Mid-run, I suddenly stop by the inconspicuous entrance. I have passed it many times, but the thought to revisit never occurred until now. As an adult, with my sense of scale expanded, perhaps it had acquired a sort of invisibility, vivid in the memory but overlooked in the present.
You might refer to it as a ginnel. You might even, depending on where you grew up, know it as a gennel, a guinnel or a jennel; a yard, a 10-foot or a close; a chare, a chure or a chewar; a jitty, a jigger or an ennog.
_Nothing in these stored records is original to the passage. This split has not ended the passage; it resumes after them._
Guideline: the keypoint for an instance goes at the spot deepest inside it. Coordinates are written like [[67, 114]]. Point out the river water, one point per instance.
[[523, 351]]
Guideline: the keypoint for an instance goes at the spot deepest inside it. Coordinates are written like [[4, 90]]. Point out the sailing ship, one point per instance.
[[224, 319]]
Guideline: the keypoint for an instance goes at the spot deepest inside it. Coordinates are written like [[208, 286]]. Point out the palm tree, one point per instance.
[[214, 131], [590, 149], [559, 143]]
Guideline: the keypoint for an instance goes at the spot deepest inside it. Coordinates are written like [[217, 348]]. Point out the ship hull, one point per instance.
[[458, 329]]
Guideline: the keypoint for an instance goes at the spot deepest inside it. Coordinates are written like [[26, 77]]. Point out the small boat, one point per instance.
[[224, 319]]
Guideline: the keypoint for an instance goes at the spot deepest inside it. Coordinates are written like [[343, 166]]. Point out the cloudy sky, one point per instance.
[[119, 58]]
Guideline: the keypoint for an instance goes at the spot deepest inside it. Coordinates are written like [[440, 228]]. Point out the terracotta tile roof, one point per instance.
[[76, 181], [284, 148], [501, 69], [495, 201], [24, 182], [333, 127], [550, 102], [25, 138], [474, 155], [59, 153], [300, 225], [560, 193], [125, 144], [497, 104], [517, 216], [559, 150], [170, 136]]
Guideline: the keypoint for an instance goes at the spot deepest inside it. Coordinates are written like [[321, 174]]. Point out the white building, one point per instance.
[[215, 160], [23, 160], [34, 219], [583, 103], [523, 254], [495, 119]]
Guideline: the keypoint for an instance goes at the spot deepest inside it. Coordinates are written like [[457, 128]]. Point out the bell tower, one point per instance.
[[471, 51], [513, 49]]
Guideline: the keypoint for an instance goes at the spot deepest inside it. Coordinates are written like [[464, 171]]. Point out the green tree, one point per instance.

We called it a snicket. It ran around the back of my family house, connecting it to the footpath and fields nearby via a 200-metre conduit of green shadows. But at the point where I learned the word for it, a point lost somewhere in the fog of pre-sentience, it was a name, not a noun; The Snicket.
I knew of no other snickets. And that was how it remained, one of the key landmarks in the microcosmic universe of my early childhood, like The Lane, The Garages or The Shop.
For the first time in maybe 20 years, I tentatively sneak inside the snicket again.
Other snickets there maybe, but the word seems so apt for this particular one. A right of way predating the estate, it has a furtive feel, tightly hemmed-in by garden fences overgrown with ivy and laurel, giving sly glimpses of the backs of houses. As a kid, I used to hare down it as fast as I could, taking its corners and curves as if I were the Millennium Falcon in Star Wars, revelling in a private space that rarely saw grown-ups.
Today I pass through it in a state of suspense, and when I reach the end I realise why. A child’s sense of space is miniaturised, yet their sense of time is almost boundless. These senses invert as we age, the former expanding, the latter constricting. It is the bittersweet bargain of adulthood. The Snicket is almost exactly as I remembered it; a spacetime wormhole through the infinity of a childhood.